OLBIA. Il presidente dell’Anpi provinciale Olbia Tempio, Domenico Piccinnu, non ci sta alla cancellazione di via della Resistenza a Olbia. Il sindaco negli scorsi giorni aveva voluto chiarire che il nome verrà poi ripristinato in un’altra zona cittadina di “simile” importanza. Ma  Piccinnu insiste sull’importanza di mantenere lì, in uno dei luoghi simbolo della città. Ecco la lettera che il presidente dell’associazione partigiani d’Italia per la Gallura ha inviato al sindaco, Settimo Nizzi.



"Egregio signor sindaco,

con vivo disappunto abbiamo appreso dalla stampa che l'amministrazione comunale da lei presieduta è orientata a  cancellare "via della Resistenza" dalla toponomastica cittadina.

L'Anpi -associazione nazionale partigiani d'Italia-  provinciale Olbia Tempio, la invita a desistere da tale incomprensibile decisione che coinciderebbe, peraltro, con l'attuale momento di rigurgiti neofascisti e neonazisti che interessano  l'Europa e il nostro paese,  e che collocherebbe la nostra città in  un'area cupa nella scala dei valori democratici.

Ci permettiamo di ricordarle, che l'Anpi avanzò a suo tempo la richiesta della titolazione di una piazza della città alla resistenza  e alle amministrazioni precedenti, sia  di centro destra che di centro sinistra, e quando tale richiesta fu accolta, le  ricordiamo che maggioranza e opposizioni, all'unanimità, individuarono il sito all'interno del perimetro dell'area monumentale di via Redipuglia, adiacente al monumento ai caduti Terranovesi  della 1° e 2° guerra mondiale, al fine di ricordare ai cittadini e ai visitatori i nomi di chi diede la vita per gli ideali della libertà, permettendo alle generazioni attuali di godere di quelle istituzioni che consentono l'esercizio della democrazia.
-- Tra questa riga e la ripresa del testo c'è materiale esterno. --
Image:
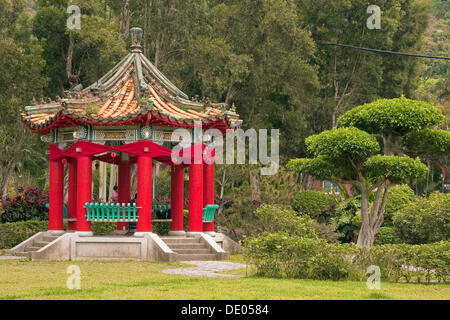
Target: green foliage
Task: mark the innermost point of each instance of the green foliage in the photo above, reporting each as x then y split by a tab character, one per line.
353	77
29	204
282	255
275	218
313	203
431	143
327	232
321	167
343	143
11	234
344	222
244	191
392	116
424	221
398	198
395	169
386	235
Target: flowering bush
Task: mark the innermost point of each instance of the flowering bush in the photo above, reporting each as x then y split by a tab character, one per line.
28	204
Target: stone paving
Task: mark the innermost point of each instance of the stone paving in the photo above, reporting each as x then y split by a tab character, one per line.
207	269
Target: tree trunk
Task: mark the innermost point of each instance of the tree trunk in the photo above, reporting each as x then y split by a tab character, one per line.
69	59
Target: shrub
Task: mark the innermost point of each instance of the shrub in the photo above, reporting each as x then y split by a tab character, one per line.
11	234
327	232
283	255
424	221
29	204
398	198
275	218
313	203
385	235
348	219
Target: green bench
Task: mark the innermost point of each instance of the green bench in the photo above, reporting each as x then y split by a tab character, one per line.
209	212
111	212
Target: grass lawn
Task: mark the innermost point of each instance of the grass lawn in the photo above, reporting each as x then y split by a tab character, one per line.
144	280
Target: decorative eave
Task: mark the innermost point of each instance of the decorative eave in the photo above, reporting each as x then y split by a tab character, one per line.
133	92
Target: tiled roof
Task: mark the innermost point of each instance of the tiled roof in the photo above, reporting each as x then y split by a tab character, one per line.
134	91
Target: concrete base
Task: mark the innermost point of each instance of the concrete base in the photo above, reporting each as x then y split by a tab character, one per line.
84	233
227	244
72	246
193	234
141	234
119	232
177	233
56	232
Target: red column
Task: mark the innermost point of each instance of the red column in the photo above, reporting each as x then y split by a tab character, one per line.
72	201
56	197
176	201
144	191
195	198
84	193
208	193
124	188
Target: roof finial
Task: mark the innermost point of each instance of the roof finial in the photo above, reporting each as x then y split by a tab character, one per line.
136	38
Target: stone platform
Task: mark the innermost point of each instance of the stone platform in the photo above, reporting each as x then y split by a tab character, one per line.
147	247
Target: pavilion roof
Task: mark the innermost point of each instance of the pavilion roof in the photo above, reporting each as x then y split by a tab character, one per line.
133	92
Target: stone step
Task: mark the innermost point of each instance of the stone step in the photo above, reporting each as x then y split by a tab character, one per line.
193	257
186	246
181	240
49	238
40	244
29	249
21	254
192	251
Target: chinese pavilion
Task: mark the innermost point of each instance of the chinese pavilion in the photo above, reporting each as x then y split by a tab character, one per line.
127	117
Le chiediamo quindi che "via della Resistenza" rimanga dove è attualmente, ovvero in una porzione della nostra città così visibile al cittadino e al visitatore, poiché signor sindaco, ed intendiamo affermarlo con forza, non si può mettere un simbolo ideale e storico come quello della resistenza in secondo piano rispetto a  personaggi della storia contemporanea, come quelli citati dalla stampa,  in quanto sussiste un'incompatibilità del significato storico.

Signor sindaco, Olbia è città antifascista più volte vilipesa dai fascisti; Olbia è città che annovera illustri concittadini, tra i quali ricordiamo i sindaci Alessandro Nanni e Antonio Aotgiu con le loro famiglie, Achille Bardanzellu e il cavaliere Giovanni Brigaglia, per citarne solo alcuni, ma senza dimenticare tanti altri, tra le vittime di spedizioni squadriste, come anche Emilio Lussu non mancò di scrivere nel suo "Marcia su Roma e dintorni”.
Per questo, signor sindaco, le chiediamo a viva voce, convinti che lei abbia la sensibilità ad ascoltare, di non offendere la memoria dei tanti concittadini terranovesi che patirono le persecuzioni, alcuni dei quali sono richiamati nel monumento, e di proseguire nel ricordare quegli avvenimenti della Terranova-Olbia di un secolo fà, affinché soprattutto nei giovani, si rafforzino gli ideali di libertà e di democrazia.

l' Anpi che ho l'onore di rappresentare, le  chiede quindi, per le ragioni fin qui esposte, che la titolazione della piazza venga mantenuta la dove si trova, ovvero nel perimetro dell'area monumentale di via Redipuglia".